Google’s Smart Contact Lens On The Way: 5 Things You Need To Know
Google is ready to sell its first smart contact lenses according to an announcement from the company and its partner Novartis. The smart contact lens follows the less than spectacular release of the company's wearable computer Google Glass. Unfortunately the contact lens isn't an eye-mounted version of Glass; it's a completely different technology. Here's what you need to know before the gadget hits the market.
What's A Smart Contact Lens?
The device that Google is marketing is actually just a sensor with a wireless transmitter. It's designed to help people with diabetes by monitoring their blood sugar levels. Swiss pharmaceuticals device company Novartis is going to take charge of some aspects of production and marketing according to this morning's release.
How Will This Help Diabetes?
The contact lens will monitor a patients blood sugar and alert them if it senses anything wrong. The device will be able to transmit that alert wirelessly; meaning that patients will not have to have a head mounted computer, or anything else that would make the device unusable outside of a hospital setting. The data can be sent to a mobile device, like a smart phone, allowing easier care for diabetes.
What's The Future Of The Google Contact Lens?
The smart contact lens is able to measure diabetes for the time being, but there are many other applications that miniaturized electronics in the eye could achieve. Novartis is hoping that is could be used to augment and correct vision with a dynamic contact lens suiting more purposes than today's static examples. A fully fledged computer interface is the dream, but that's probably a long way off.

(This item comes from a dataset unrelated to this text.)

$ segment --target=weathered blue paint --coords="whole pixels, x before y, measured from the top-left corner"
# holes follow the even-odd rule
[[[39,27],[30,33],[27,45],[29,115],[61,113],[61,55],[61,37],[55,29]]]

When Will This Be On The Shelf?
There's no telling when this device will actually hit the market, as the two companies are still developing its abilities. There are many hurdles that a device like this will have to cross before it will be allowed to be used in medical situations, but the deal between Google and Novartis is a big step in the right direction, matching Google innovation with Novartis expertise. Optimistic predictions put the release of the device in 2016, but this project could go on for years.
Why Is Google Doing This?
Google probably doesn't want to advertise insulin to you if your blood sugar is out of control, so why is the company trying to sell a diabetes monitor? The answer lies in an often repeated but little understood phrase: “The Internet of Things.” Google is heavily involved in technologies related to that idea, and the place to start may be healthcare.
The “Internet of Things” describes a world in which we are surrounded by sensors of different types collecting information which transmit and receive it wirelessly. A smart contact lens could update a doctor, or a diabetes sufferer themselves if blood sugar is going in the wrong direction.